Regulatory Framework on Schemes of Arrangements - Mergers and Demergers
Published: Jan 16, 2017
TIOLCORP News Service
MUMBAI, JAN 16, 2017: SEBI Board approved the proposals to revise and streamline the regulatory framework governing schemes of arrangement:
1. In case of merger of an unlisted company with a listed company:
a) With a view to improve the disclosure standards, the unlisted company, inter-alia, shall comply with the requirement of disclosure of material information as specified in the format for abridged prospectus.
b) The holding of pre-scheme public shareholders of the listed entity and the Qualified Institutional Buyers (QIBs) of the unlisted company, in the post scheme shareholding pattern of the “merged” company shall not be less than 25%. The objective is to have wider public shareholding and to prevent very large unlisted company to get listed by merging with a very small company.
c) Unlisted company can be merged with a listed company if it is listed on a stock exchange having nationwide trading terminals.
2. In order to prevent issue of shares to select group of shareholders instead of all shareholders pursuant to the scheme, SEBI clarified that the pricing formula specified under the ICDR Regulations shall be applicable in such cases.
3. To ensure larger participation of public shareholders, the requirement to obtain their approval through e-voting has been extended to the following cases:
a) The schemes involving merger of an unlisted company resulting in reduction in the voting share % of pre-scheme public shareholders by more than 5% of total capital of merged entity.

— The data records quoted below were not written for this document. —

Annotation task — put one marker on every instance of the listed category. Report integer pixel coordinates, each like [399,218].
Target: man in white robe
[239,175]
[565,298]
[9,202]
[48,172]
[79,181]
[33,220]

b) Schemes involving transfer of whole or substantially the whole of the undertaking of a listed company and consideration for such transfer is not in the form of listed equity shares.
c) Schemes involving merger of unlisted subsidiary with listed holding company where the shares of the unlisted subsidiary have been acquired by the holding company directly or indirectly from the promoters/promoter group.
Companies would be required to submit compliance report confirming compliance with the circular and Accounting Standards duly certified by Company Secretary, CFO and Managing Director. With a view to simplify the process, schemes which provide for merger of a Wholly owned Subsidiary (WoS) with the parent company shall not be required to be filed with SEBI. Such schemes shall be filed with stock exchanges for the limited purpose of disclosures only.